The 2nd is the only Amendment that states its purpose: “A well regulated militia being necessary to the security of a free state, the right of the people to keep and bear arms shall not be infringed.”
Two hundred and more years later, we have a standing army and there is no connection between a “well regulated militia being necessary” and “the right of the people to keep and bear arms.” But, as I discussed here, the downside of a standing army is greater than ever. As James Madison explained:
In time of actual war, great discretionary powers are constantly given to the Executive Magistrate.

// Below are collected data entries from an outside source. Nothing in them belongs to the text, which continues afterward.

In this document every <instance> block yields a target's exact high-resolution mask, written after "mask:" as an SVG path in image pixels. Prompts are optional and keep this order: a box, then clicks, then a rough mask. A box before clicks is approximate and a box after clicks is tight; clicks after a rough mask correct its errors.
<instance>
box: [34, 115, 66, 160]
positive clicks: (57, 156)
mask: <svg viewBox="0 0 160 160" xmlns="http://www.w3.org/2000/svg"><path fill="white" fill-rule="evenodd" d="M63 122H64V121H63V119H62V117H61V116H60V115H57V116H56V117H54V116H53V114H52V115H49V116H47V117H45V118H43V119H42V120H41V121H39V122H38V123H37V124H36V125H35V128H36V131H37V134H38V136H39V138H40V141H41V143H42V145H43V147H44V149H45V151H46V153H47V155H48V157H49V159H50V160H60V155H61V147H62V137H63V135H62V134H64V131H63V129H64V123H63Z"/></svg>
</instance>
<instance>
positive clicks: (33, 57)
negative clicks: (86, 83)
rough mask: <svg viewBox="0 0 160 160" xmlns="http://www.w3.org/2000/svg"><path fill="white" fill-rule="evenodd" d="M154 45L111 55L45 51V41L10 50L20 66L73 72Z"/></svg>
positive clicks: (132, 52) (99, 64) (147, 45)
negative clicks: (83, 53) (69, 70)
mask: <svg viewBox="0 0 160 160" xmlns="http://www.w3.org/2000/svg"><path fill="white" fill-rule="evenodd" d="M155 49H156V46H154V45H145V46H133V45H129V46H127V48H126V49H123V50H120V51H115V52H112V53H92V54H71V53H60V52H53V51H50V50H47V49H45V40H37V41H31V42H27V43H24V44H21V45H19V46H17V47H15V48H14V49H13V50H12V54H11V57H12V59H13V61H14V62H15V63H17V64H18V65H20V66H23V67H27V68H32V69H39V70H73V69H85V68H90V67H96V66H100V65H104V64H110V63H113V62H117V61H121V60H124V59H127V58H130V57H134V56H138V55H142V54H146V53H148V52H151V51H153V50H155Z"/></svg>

Constant apprehension of War, has the same tendency … Of all the enemies to public liberty war is, perhaps, the most to be dreaded, because it comprises and develops the germ of every other … No nation could preserve its freedom in the midst of continual warfare.
Yet we are now in the midst of a “war on terror” that can by definition never end and, in our fear of terror, we are abandoning our freedom.
We have no Madison among this year’s Presidential candidates and never will get one if we don’t heed what he and more recently Eisenhower warned:
“Only an alert and knowledgeable citizenry can compel the proper meshing of the huge industrial and military machinery of defense with our peaceful methods and goals, so that security and liberty may prosper together.”
Now, Presidential candidates and our media have, as this Gallup poll reveals, persuaded 24% of Republicans, 9% of Democrats and 15% of independents that terrorism is our most important problem.
But an “alert and knowledgeable citizenry” would know car accidents kill far more of us. Twice as many Americans die every year from texting or talking on the phone while driving as died even on 9/11.
An average of just 32 Americans per year died in terrorist attacks in the next twelve years, fewer of them killed by Islamic terrorists than by disgruntled workplace and school shooters. Meanwhile, over 30,000 of us are killed by firearms every year, one thousand times as many as are killed by terrorists.
President Eisenhower spoke of the need for balance, for a sense of proportion. He would be gravely disappointed in us.
We plan to spend $70B-$90B a year, over $1,100B in total, on new weapons in the next 15 years (see Defense Modernization Plans Through the 2020s) “59% of [it on] just 10 programs–all of which are … primarily intended to support high-end conventional and nuclear conflict.”
Nuclear weapons are not usually considered appropriate against terrorists although one of our Presidential candidates did joke about nuking the Islamic State.
Our Unmanned Systems Roadmap FY2011-2036 to reduce American casualties will make warfare less troubling and more exciting for voters.
There will be few complaints about spending $1,100B+ on new weapons. It is, after all, little more than our overall military spending every year.
So here we go. We provoke hatred by killing innocents — of 2,500-4,000 people killed in drone strikes in Pakistan, 400-1,000 were civilians. Some were “collateral damage,” some the result of a flawed algorithm that analyzes cellphone usage to assess likelihood of being a terrorist.
And we are provoking our only nuclear rival by building a new generation of nuclear weapons and quadrupling our forces on Russia’s border.
We’ve not just lost all sense of proportion — we’ve lost our senses altogether.